Naš domači izik, lingua o dialetto sloveno?

Una questione di appartenenza nazionale
Incorrendo in non pochi problemi di carattere organizzativo, l’Istituto ha rinviato a data da destinarsi l’iniziativa che aveva in programma per celebrare, anche quest’anno, la Giornata internazionale della Lingua madre, proclamata dall’UNESCO una quindicina d’anni fa, per ricordare la sollevazione popolare, avvenuta nel 1952 nell’allora Pakistan orientale, in difesa del “Bangla”, madre lingua della popolazione di quella parte del Paese.

In sostanza, si è trattato di non sovrapporre una iniziativa dell’Istituto al concorso “Naš domači izik” promosso dall’Amministrazione comunale di San Pietro al Natisone. Interpellato per entrare a fare parte della Giuria del concorso stesso, il presidente dell’Istituto Ferruccio Clavora ha, coerentemente con le risultanza del lavoro di ricerca ed approfondimento svolto dall’Istituto in questi anni, declinato l’invito. Non sarebbe stato coerente farsi complice della riesumazione della vecchia impostazione nazionalista che continua ad assimilare - svilendone il valore - la lingua parlata nelle valli del Natisone - “naš domači izik” - ad uno dei dialetti della lingua nazionale slovena. La stessa decisione è stata assunta dalla maestra Nadia Cucovaz. Da parte sua, invece, ll prof. Nino Specogna non è stato nemmeno consultato in merito. Strumentalmente fuorviante - è dunque la notizia secondo la quale la Cucovaz e lo Specogna farebbero parte della Giuria del concorso.

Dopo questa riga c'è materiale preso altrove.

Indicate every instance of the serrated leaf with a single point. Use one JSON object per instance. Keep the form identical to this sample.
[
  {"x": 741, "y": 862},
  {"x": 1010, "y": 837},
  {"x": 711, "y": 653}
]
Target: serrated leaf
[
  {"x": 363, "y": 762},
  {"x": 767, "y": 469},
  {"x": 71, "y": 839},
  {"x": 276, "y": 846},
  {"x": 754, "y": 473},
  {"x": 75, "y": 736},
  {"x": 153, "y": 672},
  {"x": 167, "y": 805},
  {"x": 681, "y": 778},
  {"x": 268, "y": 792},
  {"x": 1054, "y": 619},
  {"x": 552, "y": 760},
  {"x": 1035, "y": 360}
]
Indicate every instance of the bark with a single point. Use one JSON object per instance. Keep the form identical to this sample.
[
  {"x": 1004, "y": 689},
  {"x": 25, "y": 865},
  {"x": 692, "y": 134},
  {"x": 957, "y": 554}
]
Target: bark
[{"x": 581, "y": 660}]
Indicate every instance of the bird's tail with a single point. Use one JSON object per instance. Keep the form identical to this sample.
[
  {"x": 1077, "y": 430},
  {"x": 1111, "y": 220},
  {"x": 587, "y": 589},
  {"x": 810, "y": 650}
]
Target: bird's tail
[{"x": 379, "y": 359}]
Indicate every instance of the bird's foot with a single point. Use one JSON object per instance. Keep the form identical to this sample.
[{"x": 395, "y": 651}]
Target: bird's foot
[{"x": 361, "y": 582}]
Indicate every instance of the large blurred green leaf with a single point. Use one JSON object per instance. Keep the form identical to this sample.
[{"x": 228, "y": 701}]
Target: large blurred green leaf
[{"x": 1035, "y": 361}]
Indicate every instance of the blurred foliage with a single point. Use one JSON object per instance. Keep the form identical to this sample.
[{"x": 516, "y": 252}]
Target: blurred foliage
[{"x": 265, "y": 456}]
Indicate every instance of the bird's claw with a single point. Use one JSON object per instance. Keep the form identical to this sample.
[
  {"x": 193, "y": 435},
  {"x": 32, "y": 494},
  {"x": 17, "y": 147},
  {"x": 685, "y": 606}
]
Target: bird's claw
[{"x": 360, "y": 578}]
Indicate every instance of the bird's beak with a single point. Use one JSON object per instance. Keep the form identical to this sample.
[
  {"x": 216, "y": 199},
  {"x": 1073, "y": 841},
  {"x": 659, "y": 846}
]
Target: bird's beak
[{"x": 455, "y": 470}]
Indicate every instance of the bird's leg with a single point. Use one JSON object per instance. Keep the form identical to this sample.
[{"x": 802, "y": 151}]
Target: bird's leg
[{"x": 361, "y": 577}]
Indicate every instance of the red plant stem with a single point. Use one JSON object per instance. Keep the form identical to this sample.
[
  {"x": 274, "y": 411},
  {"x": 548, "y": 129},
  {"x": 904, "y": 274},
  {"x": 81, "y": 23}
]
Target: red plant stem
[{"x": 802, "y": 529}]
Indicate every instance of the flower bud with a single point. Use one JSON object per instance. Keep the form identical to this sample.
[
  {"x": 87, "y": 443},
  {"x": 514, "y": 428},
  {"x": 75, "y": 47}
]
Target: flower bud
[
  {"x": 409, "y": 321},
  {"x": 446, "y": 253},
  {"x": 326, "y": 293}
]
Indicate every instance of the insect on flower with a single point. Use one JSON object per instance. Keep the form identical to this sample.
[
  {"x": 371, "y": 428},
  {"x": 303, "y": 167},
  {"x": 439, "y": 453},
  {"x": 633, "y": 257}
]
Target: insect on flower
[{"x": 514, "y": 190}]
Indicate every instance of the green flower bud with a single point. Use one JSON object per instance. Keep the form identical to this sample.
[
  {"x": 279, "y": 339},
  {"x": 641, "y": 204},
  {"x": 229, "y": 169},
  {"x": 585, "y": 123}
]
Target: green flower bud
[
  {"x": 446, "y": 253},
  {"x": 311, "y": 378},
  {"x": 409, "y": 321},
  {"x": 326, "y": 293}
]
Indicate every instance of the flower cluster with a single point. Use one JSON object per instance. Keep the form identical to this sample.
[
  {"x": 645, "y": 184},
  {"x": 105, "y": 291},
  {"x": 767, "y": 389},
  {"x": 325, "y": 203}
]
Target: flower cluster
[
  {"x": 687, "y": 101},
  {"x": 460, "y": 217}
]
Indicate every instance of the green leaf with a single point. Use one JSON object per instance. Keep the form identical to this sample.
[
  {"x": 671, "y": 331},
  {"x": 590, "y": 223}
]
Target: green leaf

Non intendiamo, in questa sede, sindacare sull’origine e le motivazioni dell’artefice di quello che ci auguriamo essere solo un “incidente” di percorso. Preferiamo, invece, cogliere l’occasione per porre l’accento sulla necessità di rimanere fermi sulle posizioni faticosamente conquistate con la pubblicazione della “Gramatika”, del “Besednjak”, dei “Vangeli”, con l’encomiabile lavoro svolto per anni da alcune insegnanti delle nostre scuole ed il successo del corso di “nediško” dello scorso anno scolastico. E’ fondamentale maturare la consapevolezza della necessità di riconoscere ed affermare il rango di LINGUA alla nostra espressione linguistica e nel contempo prendere coscienza che la sua strumentale trasformazione in “dialetto sloveno” altro non è che l’anticamera della annessione nazionale della nostra comunità a quella confinante. Non capire che la posta in palio sostanziale è questa, significa non volere vedere la realtà.

La settimana prossima, l’Istituto organizzerà un incontro nel corso del quale verranno consegnati gli attestati di partecipazione al Corso di “nediško” per insegnanti delle scuole del territorio e presentate le due pubblicazioni (“Appunti del Corso di nediško” di Nino Specogna e “Percorsi didattici sulla lingua e tradizioni delle valli del Natisone” di Michela Gus), realizzate in quel contesto. Sarà anche un’ottima occasione per un primo confronto sull’organizzazione del Corso per l’anno scolastico in corso.